This year’s food price spike is a result of bad weather causing a dent in supply. Another recent factor in reduced supply is the use of soybean oil and corn oil for fuel. This made stockpiles low so that the effect of bad weather was magnified. In addition there is hoarding by speculators.
It is wrong to blame the use of corn based ethanol on environmentalists. Most environmentalists agree that it is counter productive as an environmental measure, does nothing to help carbon emissions, and consumes more land for corn production that is destructive the environment. Everyone hates ethanol except the corn farmers and the distillers such as ADM, but they have won an extension of the tax credit for one year.
The current levels, set to expire December 31 of this year, include a 45-cents per gallon subsidy on ethanol production. For the taxpayer, that totals about $7 billion a year. On November 29, a mixed group of organizations sent a letter to congressional leadership, officially making their case against any extension.
The list included industry, environmental, and political groups like the American Meat Institute, the Oregon Dairy Farmers Association, the National Meat Association, Friends of the Earth, the World Wildlife Fund, the Sierra Club, FreedomWorks, the National Taxpayers Union, the Heartland Institute, and the Competitive Enterprise Institute. Even former Vice President Al Gore recently admitted his original support for the subsidies was a mistake.

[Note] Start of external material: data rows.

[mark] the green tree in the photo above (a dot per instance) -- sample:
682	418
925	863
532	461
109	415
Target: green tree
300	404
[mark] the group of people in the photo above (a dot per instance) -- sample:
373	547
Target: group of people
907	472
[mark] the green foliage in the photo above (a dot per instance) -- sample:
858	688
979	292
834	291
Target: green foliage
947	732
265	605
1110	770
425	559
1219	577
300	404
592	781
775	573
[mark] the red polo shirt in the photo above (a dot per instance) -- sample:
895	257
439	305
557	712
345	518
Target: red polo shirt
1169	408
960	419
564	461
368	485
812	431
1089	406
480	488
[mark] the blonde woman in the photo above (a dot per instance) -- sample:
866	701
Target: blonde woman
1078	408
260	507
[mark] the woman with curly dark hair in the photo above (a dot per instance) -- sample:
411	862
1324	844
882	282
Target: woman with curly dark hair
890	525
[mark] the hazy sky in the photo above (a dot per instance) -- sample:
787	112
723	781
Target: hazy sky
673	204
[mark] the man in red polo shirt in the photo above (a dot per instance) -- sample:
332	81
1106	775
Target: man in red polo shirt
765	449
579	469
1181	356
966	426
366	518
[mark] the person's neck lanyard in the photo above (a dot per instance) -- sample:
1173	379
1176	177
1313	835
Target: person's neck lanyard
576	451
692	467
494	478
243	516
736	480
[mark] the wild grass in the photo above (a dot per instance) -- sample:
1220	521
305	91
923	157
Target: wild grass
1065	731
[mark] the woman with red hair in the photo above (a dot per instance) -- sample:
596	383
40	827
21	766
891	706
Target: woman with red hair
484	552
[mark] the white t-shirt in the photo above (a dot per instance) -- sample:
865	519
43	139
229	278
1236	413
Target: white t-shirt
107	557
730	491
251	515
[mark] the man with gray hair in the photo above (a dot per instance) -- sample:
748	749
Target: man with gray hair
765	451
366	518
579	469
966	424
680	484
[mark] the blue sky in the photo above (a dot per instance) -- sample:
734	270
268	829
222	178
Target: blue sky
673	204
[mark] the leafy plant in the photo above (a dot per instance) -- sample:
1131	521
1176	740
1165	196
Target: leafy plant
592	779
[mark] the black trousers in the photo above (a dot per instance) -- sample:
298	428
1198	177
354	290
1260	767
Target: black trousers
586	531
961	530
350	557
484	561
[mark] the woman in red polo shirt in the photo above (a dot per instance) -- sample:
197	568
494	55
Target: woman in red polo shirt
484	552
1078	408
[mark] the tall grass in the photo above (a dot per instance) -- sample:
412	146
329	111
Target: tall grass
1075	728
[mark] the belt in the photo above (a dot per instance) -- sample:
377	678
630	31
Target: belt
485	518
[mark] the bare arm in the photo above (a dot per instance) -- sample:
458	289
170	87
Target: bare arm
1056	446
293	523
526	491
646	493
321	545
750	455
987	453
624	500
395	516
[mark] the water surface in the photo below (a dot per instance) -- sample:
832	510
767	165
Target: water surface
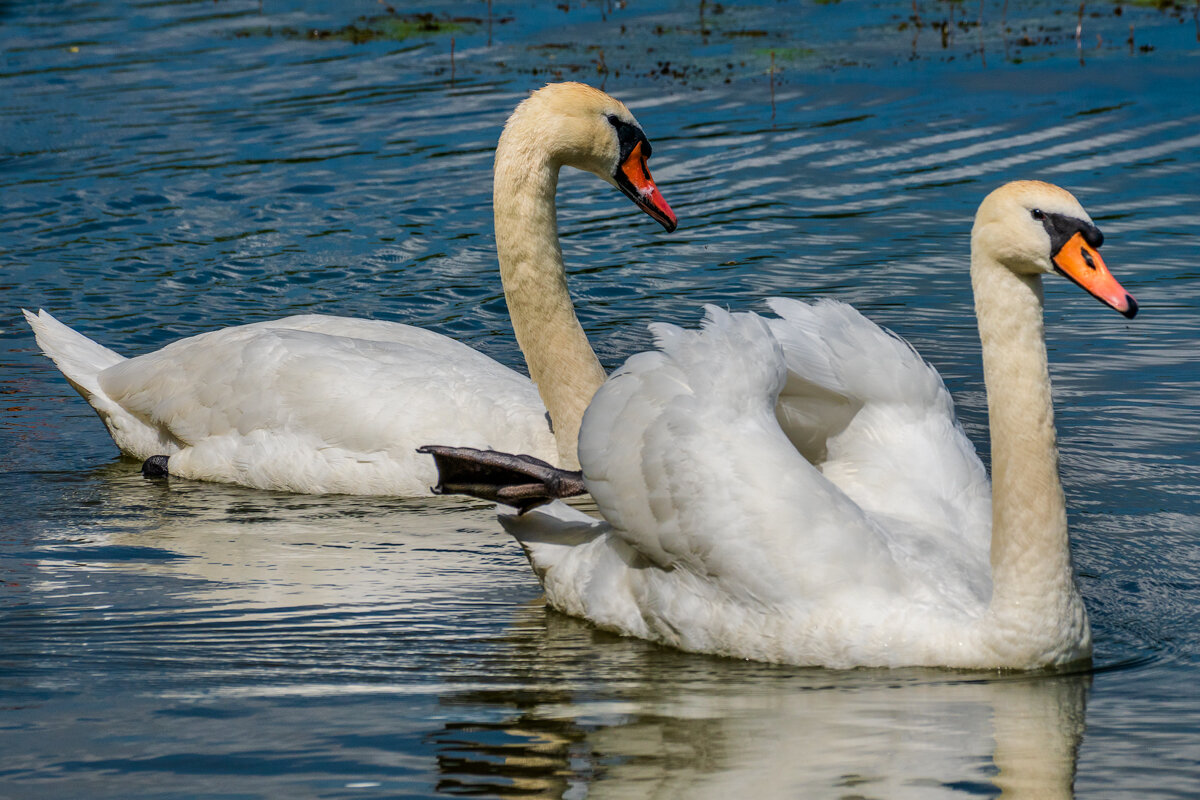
167	168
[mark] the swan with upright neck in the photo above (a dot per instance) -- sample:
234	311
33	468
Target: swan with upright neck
330	404
798	489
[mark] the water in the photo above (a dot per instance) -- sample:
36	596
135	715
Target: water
167	168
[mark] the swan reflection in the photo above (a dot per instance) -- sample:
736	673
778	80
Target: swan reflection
426	606
630	720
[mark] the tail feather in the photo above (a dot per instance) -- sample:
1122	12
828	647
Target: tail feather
79	359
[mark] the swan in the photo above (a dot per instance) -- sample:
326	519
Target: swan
330	404
797	489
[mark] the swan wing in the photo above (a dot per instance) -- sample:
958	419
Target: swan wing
325	404
682	451
880	423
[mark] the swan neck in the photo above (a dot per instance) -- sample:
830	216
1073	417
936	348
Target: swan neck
557	353
1032	576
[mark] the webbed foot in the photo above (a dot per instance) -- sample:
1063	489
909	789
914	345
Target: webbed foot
520	481
155	467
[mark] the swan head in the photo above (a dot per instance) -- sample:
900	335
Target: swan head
1036	228
583	127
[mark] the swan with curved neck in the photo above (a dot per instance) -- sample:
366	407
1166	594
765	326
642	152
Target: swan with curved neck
798	489
330	404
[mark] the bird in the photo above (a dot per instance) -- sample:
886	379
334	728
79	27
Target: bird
798	489
330	404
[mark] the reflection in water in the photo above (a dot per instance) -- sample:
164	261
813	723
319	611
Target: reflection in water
355	600
169	168
652	723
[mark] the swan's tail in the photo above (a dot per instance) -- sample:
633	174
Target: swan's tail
79	359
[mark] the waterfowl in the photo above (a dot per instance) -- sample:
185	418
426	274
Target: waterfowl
798	489
331	404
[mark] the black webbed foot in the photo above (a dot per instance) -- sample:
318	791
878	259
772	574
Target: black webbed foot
155	467
520	481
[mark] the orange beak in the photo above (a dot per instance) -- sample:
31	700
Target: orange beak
635	181
1083	264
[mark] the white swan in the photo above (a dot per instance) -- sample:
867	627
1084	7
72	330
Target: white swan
798	489
329	404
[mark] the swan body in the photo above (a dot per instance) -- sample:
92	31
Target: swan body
798	489
330	404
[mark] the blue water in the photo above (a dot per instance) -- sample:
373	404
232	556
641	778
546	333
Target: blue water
167	168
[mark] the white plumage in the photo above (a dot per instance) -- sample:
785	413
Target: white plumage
324	404
797	488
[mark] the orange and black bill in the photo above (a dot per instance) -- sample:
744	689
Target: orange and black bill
1083	264
635	181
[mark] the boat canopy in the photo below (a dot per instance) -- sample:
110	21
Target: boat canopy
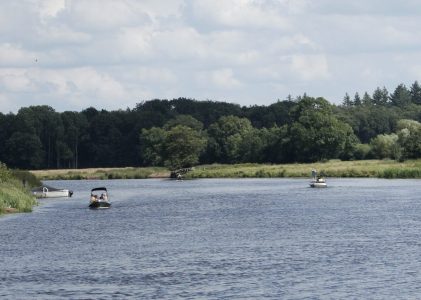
99	189
50	188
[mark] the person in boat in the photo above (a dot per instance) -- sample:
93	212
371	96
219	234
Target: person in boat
94	198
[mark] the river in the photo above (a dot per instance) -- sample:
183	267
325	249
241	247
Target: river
218	239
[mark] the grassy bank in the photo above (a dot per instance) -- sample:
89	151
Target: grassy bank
102	173
333	168
14	196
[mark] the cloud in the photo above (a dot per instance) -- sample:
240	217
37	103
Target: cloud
310	67
236	13
78	53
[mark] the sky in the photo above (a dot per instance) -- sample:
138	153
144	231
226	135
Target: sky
113	54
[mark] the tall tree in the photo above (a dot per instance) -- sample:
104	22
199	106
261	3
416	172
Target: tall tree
401	97
380	96
415	93
357	99
347	102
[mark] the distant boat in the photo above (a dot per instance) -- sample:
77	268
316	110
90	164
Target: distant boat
46	191
317	181
101	201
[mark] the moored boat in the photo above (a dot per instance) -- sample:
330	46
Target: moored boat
101	201
317	181
46	191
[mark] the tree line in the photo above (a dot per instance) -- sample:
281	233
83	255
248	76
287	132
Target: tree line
184	132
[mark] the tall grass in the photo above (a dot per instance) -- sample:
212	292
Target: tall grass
14	197
102	173
332	168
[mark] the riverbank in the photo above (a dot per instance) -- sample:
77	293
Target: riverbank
14	198
332	168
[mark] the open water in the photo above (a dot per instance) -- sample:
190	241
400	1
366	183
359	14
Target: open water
218	239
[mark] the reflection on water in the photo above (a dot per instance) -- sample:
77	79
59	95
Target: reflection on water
218	239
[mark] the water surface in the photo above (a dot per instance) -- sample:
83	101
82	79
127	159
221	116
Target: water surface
218	239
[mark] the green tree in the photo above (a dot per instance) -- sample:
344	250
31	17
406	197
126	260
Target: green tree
184	120
409	138
401	97
347	101
182	147
316	134
385	146
367	100
380	96
357	99
226	137
24	151
415	93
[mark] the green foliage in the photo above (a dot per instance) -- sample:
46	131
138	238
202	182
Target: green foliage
317	133
13	195
304	129
227	136
177	147
401	97
183	146
385	146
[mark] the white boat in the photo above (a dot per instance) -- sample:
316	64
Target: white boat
317	181
46	191
102	201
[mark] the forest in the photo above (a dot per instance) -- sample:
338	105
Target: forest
185	132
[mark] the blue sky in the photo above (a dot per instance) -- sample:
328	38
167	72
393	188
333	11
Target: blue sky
112	54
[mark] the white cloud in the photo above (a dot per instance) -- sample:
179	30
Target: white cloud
79	53
237	13
310	67
222	78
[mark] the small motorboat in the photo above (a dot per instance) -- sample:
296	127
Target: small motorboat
46	191
101	201
317	181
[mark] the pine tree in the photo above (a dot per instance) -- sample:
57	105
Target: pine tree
347	101
415	93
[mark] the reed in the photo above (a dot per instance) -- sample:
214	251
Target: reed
332	168
14	197
102	173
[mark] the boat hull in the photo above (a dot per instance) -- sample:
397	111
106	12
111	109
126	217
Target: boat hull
53	194
99	204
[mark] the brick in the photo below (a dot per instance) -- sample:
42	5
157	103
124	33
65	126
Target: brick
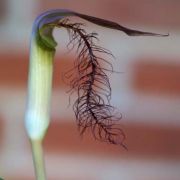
156	78
142	141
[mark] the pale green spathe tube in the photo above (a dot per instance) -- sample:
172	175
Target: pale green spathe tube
39	91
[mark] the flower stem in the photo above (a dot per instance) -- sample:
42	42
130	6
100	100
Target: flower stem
37	151
38	105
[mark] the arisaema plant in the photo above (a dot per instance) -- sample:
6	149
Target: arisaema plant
92	108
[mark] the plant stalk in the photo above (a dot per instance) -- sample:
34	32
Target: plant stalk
38	104
39	166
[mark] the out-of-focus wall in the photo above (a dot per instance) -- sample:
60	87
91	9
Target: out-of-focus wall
147	93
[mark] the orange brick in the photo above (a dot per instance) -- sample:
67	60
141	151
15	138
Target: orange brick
157	78
142	140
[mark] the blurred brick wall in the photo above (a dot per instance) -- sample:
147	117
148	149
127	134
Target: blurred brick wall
154	77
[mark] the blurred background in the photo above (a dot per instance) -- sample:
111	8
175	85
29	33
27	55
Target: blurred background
147	93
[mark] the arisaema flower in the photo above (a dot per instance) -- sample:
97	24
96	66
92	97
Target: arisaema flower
92	107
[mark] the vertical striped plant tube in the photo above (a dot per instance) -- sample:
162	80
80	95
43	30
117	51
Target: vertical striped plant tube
90	109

Read more: http://dailycaller.com/2010/12/09/despite-strong-opposition-ethanol-subsidies-set-to-be-renewed-in-tax-deal/#ixzz1E4ydOOg5

February 15, 2011 11:37 pm

Tim Clark says:
February 14, 2011 at 9:24 am
Ulric Lyons says:
February 14, 2011 at 8:49 am
“the price of oil drives the movement of the index funds and pushes up the prices of agricultural commodities, no matter what is happening to the fundamentals of supply and demand for soybeans or corn.”
Couldn’t agree more, Ulric. …..
It’s called inflation. Get familiar with the concept because you’re about to see the hyper, supersized version.
Two things – Huge US International debt and 42 million people getting food stamps and growing every day. When do they and the millions of unemployed decide to march on Washington?
When 15 to 20% of the US population is having trouble putting food on their plates, I think there may be a problem.

Brian H
February 16, 2011 9:24 am

HK;
Yuck. That promo for Friedman’s “Hot, Flat, and Crowded 2.0” gives his new inspirational neologism: “Geo-Greenism”. Which he sez is the mandatory solution for all, starting with the US, of course.
When I think of Friedman, “Soylent-Greenism” is what comes to mind.

Beige Luciano-Adams
February 26, 2011 6:53 pm

Wait! hold the presses! you mean… the world is not flat?! Egyptian bread is subsidized!? U.S. presidents have supported Mubarak all this time!?
Just a heads up for people who may not know this — but we journalists do not always choose our own headlines. Mine was scrapped in editing for the one you read, which probably grabbed more readers but happens to undo the entire point – in part to question a current tendency to blame food shortages for political instability while perhaps ignoring the political economy of how food is produced, distributed and consumed. (or not). I wanted to take a deeper look at a twisted bundle of issues here and let experts have their say. I find that the emerging discourse about global warming + rising food prices + overpopulation that’s so popular right now often ignores why people are actually hungry – but not everyone agrees with that assessment – so the purpose of the article was to create a forum for these disparate strings and spark new dialogue. Hence, the offbeat critic of Malthusian logic facing off with Patzert’s politically tinged opining about weather and crowded Earth. By the way, I have lived and worked in Egypt (I’m well aware that their eish baladi is subsidized; it’s pretty good, too), and I know that Russian crop failures, with or without global warming, cannot explain away the more difficult reasons for such devastating poverty. That stuff rarely makes it to the news cycle. Instead, people are content to snack on superficial provocations about global warming and food shortages and attack each other.
This one made me laugh… For the guy who accused me of swallowing authoritarian tosh: you might consider that the issue is really not about the west subsidizing bread (via aid, as you say) so much as the neoliberal economic development policies that have made Egypt dependent on imported food.